Recall Pipeline¶

When you ask Lattice a question, it runs three stages: select → synthesize. Selection is entirely LLM-free. Synthesis is one streaming LLM call.

Overview¶

your question
     │
     ▼
┌─────────────────────────────────────────────────────┐
│  SELECTION  (zero LLM calls)                        │
│                                                     │
│  1. BM25 text search → top-k seed atoms             │
│  2. Dense semantic search (optional) → vocab hits   │
│  3. Zero-score seed filter                          │
│  4. Source diversity probe                          │
│  5. Graph BFS expansion                             │
│  6. Filter superseded atoms                         │
│  7. Re-rank by decay + quality_score                │
└─────────────────────────────────────────────────────┘
     │
     │  atom pack (ranked list of atom dicts with provenance)
     ▼
┌─────────────────────────────────────────────────────┐
│  SYNTHESIS  (1 LLM call)                            │
│                                                     │
│  Streaming prose answer with [1][2][3] citations    │
│  Date arithmetic via tool call                      │
│  Answer + atom pack → web UI                        │
└─────────────────────────────────────────────────────┘

Selection in detail¶

1. BM25 seeds¶

BM25 scores every atom in the store against your query. The top-k (default 10) atoms become the initial seed set.

BM25 strips possessive apostrophes before tokenizing: "John's" → "John", so queries like "John's preference" still find atoms about John.

2. Dense semantic search (optional)¶

If LATTICE_DENSE_SEEDS is set (requires uv sync --group semantic), dense embeddings via BAAI/bge-base-en-v1.5 add candidates that BM25 misses:

Vocabulary mismatch: "gym" ↔ "workout", "car" ↔ "vehicle"
Spelling tolerance: "pstgres" embeds close to "postgres" — typos find their targets
Top-20 cosine hits merged with BM25 seeds, re-sorted by time decay after merge (except for temporal queries)

3. Zero-score seed filter¶

Seeds that scored exactly 0 against the BM25 query are dropped. Only applies when LATTICE_SEED_MIN_SCORE is set.

4. Source diversity probe¶

Ensures the seed set doesn't consist entirely of atoms from one source document. Replaces over-represented sources with the next best atoms from other sources.

5. Graph BFS expansion¶

From each seed atom, BFS traverses edges to collect related atoms:

same_subject_as → other atoms on the same topic
supersedes chain → temporal queries get the full history
segment_contains_atom → sibling atoms from the same document section
episode_contains_atom → atoms from the same capture session

The resulting expanded set typically includes 2–5× the original seed count.

6. Filter superseded atoms¶

Any atom with is_superseded=true is removed from the pack before synthesis. The synthesis LLM never sees stale facts, even if graph BFS traversed into them.

7. Re-rank by decay + quality_score¶

Atoms are sorted by quality_score × time_decay. time_decay is a simple exponential: newer atoms rank higher. This produces the final evidence pack.

Synthesis¶

One streaming LLM call:

System: You are a personal memory assistant. Answer using only the provided atoms.
        Cite each fact with [n] where n is the atom's position in the list.

User: [atom 1]
      [atom 2]
      ...
      Question: what coffee do I like?

The model streams tokens to the web UI via SSE. [1], [2] citations in the output are linked to atom source chips below the answer.
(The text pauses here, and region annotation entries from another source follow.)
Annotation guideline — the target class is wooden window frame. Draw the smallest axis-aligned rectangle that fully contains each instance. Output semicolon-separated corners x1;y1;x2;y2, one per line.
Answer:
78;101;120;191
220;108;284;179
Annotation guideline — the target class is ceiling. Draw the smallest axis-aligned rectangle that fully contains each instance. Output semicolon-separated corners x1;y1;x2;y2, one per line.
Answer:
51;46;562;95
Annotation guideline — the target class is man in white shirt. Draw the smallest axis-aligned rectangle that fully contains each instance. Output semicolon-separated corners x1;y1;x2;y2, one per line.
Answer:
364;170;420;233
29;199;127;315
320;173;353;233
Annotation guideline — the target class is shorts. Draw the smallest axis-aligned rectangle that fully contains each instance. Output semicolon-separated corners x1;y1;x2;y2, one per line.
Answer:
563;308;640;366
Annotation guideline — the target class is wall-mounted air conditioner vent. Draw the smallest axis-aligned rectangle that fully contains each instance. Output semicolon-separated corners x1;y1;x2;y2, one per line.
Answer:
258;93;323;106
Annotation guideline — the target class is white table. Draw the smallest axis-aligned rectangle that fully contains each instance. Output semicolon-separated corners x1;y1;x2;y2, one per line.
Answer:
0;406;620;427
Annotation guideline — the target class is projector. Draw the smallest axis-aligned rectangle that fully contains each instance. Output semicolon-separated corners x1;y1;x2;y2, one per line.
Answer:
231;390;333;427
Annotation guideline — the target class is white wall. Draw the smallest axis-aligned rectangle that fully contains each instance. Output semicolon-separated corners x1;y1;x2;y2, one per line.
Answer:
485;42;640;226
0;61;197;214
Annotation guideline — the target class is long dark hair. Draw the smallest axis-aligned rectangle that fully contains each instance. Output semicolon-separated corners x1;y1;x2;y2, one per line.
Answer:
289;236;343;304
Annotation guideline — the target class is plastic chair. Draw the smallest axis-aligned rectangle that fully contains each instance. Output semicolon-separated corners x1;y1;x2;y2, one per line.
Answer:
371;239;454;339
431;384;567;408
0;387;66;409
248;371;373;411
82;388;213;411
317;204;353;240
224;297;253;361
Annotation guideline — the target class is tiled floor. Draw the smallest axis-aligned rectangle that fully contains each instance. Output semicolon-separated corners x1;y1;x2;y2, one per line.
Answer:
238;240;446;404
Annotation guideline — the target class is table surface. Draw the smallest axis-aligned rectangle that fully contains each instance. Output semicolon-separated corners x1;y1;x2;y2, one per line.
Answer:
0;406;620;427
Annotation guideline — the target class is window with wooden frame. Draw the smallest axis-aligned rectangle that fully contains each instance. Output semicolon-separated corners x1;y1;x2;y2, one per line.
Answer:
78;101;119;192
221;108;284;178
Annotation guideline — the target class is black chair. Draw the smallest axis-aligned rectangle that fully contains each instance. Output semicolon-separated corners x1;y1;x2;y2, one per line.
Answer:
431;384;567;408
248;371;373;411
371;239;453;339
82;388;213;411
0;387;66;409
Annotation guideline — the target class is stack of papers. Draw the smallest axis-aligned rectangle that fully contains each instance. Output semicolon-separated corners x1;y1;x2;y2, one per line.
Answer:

Synthesis uses SYNTHESIS_MODEL (falls back to LLM_MODEL).

Multi-turn conversation¶

For follow-up queries, conversation.py detects anaphoric references:

User: what coffee do I like?
Lattice: You prefer Ethiopian dark roast.
User: why did I switch to that?   ← anaphoric follow-up

is_followup("why did I switch to that?") returns True (pronoun + short query, no proper noun).

reformulate(query, history, cfg) makes one LLM call to rewrite it as:

"Why did I switch to Ethiopian dark roast coffee?"

The reformulated query goes into the selection pipeline. The original query is preserved for display.

Intent detection: recall vs capture¶

Before entering the recall pipeline, the web UI and Telegram bot call classify_intent(question):

Fast path: ends with ? → "recall"
LLM path: one call → "capture" or "recall"
Fallback: "recall"

If "capture", the text goes through reformulate_capture() (pronoun resolution into a self-contained assertion) → ingest() instead.

Tracing (optional)¶

Set LATTICE_TRACE=true to write a per-query trace to LATTICE_DIR/traces.jsonl:

{
  "ts": "2025-11-14T09:15:00Z",
  "query_hash": "sha256:...",
  "bm25_seed_count": 8,
  "dense_seed_count": 4,
  "bfs_expanded_count": 23,
  "final_atom_count": 15,
  "synthesis_latency_ms": 1420,
  "model": "gemma4"
}

Query text is hashed, not stored. Atom IDs are stored but not content.